Applicators for magnetic resonance-guided ultrasonic ablation of benign prostatic hyperplasia

Abstract

Objectives: The aims of this study were to evaluate in a canine model applicators designed for ablation of human benign prostatic hyperplasia (BPH) in vivo under magnetic resonance imaging (MRI) guidance, including magnetic resonance thermal imaging (MRTI), determine the ability of MRI techniques to visualize ablative changes in prostate, and evaluate the acute and longer term histologic appearances of prostate tissue ablated during these studies.

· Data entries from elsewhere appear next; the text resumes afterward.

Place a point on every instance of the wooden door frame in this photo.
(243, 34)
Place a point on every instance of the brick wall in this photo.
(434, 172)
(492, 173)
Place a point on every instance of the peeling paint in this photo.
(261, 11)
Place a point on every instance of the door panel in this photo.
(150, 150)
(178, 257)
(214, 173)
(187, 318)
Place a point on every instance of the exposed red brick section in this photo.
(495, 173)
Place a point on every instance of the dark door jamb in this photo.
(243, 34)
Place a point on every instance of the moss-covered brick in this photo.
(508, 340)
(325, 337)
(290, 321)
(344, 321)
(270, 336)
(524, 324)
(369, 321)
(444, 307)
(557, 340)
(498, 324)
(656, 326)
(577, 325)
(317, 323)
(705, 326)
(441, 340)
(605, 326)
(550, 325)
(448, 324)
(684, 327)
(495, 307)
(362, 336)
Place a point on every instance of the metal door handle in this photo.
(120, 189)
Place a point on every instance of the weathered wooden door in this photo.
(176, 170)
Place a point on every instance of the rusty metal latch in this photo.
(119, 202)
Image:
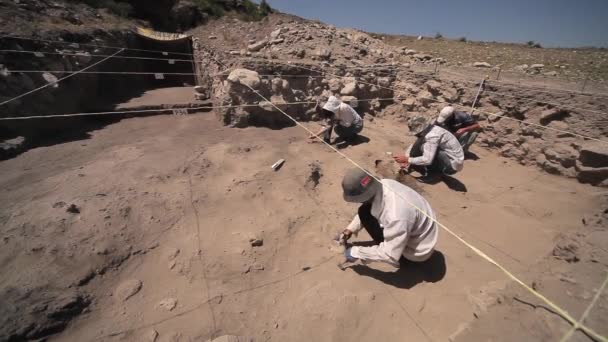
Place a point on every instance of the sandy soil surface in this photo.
(161, 96)
(176, 200)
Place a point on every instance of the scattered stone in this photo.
(594, 154)
(422, 56)
(73, 209)
(59, 204)
(256, 241)
(245, 77)
(257, 46)
(50, 78)
(591, 175)
(433, 87)
(128, 289)
(349, 89)
(323, 53)
(552, 114)
(172, 253)
(152, 335)
(567, 250)
(482, 65)
(314, 177)
(168, 304)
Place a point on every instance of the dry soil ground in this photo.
(185, 195)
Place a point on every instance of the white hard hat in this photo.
(445, 113)
(332, 104)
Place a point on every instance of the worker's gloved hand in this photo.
(348, 256)
(401, 159)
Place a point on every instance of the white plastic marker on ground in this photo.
(554, 306)
(457, 105)
(61, 79)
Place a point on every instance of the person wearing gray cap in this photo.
(435, 151)
(340, 117)
(391, 213)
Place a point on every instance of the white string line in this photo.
(458, 105)
(61, 79)
(586, 313)
(171, 109)
(94, 55)
(473, 248)
(297, 76)
(99, 72)
(92, 45)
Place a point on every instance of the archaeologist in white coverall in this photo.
(435, 151)
(388, 214)
(341, 117)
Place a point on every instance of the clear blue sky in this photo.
(553, 23)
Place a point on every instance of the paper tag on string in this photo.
(180, 111)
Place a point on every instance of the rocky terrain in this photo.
(175, 228)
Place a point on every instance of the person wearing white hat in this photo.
(342, 118)
(391, 213)
(435, 150)
(462, 124)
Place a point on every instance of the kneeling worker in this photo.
(343, 117)
(435, 151)
(388, 214)
(461, 124)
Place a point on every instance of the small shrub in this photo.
(265, 9)
(122, 9)
(211, 7)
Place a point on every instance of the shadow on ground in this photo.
(410, 273)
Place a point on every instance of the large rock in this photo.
(482, 65)
(591, 175)
(433, 86)
(128, 289)
(323, 53)
(422, 56)
(562, 154)
(276, 33)
(552, 114)
(245, 77)
(594, 154)
(349, 89)
(257, 46)
(425, 98)
(351, 100)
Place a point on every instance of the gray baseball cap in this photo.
(358, 186)
(417, 124)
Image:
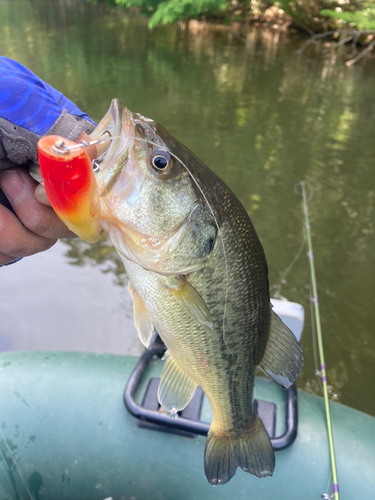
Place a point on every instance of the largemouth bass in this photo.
(198, 275)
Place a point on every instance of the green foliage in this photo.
(363, 19)
(169, 11)
(309, 15)
(174, 10)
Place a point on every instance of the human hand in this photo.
(36, 227)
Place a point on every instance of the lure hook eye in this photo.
(161, 162)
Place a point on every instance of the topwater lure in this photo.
(70, 184)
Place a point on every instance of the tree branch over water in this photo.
(346, 37)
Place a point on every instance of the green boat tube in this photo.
(66, 434)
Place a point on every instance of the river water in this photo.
(263, 120)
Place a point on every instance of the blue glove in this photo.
(29, 109)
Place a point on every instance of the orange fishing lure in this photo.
(71, 187)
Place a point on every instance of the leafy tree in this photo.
(363, 18)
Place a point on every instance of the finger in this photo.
(5, 259)
(91, 150)
(41, 195)
(16, 240)
(19, 188)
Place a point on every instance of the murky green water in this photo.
(263, 120)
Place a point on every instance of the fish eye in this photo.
(161, 162)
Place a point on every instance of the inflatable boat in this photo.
(77, 426)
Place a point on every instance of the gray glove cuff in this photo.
(18, 145)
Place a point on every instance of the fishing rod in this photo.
(323, 375)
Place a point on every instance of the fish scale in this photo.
(198, 274)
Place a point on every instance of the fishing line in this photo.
(315, 302)
(15, 464)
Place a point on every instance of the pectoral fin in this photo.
(188, 297)
(282, 359)
(175, 389)
(142, 320)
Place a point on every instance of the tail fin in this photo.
(251, 450)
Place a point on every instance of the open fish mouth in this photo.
(114, 126)
(116, 135)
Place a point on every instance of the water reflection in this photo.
(263, 120)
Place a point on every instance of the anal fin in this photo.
(175, 389)
(142, 320)
(283, 358)
(250, 450)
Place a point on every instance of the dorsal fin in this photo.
(142, 320)
(282, 359)
(175, 389)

Materials and methods: An MRI-compatible transurethral device incorporating a tubular transducer array with dual 120° sectors was used to ablate canine prostate tissue in vivo, in zones similar to regions of human BPH (enlarged transition zones). Magnetic resonance thermal imaging was used for monitoring of ablation in a 3-T environment, and postablation MRIs were performed to determine the visibility of ablated regions. Three canine prostates were ablated in acute studies, and 2 animals were rescanned before killing at 31 days postablation. Acute and chronic appearances of ablated prostate tissue were evaluated histologically and were correlated with the MRTI and postablation MRI scans.

Results: It was possible to ablate regions similar in size to enlarged transition zone in human BPH in 6 to 18 minutes. Regions of acute ablation showed a central "heat-fixed" region surrounded by a region of more obvious necrosis with complete disruption of tissue architecture. After 31 days, ablated regions demonstrated complete apparent resorption of ablated tissue with formation of cystic regions containing fluid. The inherent cooling of the urethra using the technique resulted in complete urethral preservation in all cases.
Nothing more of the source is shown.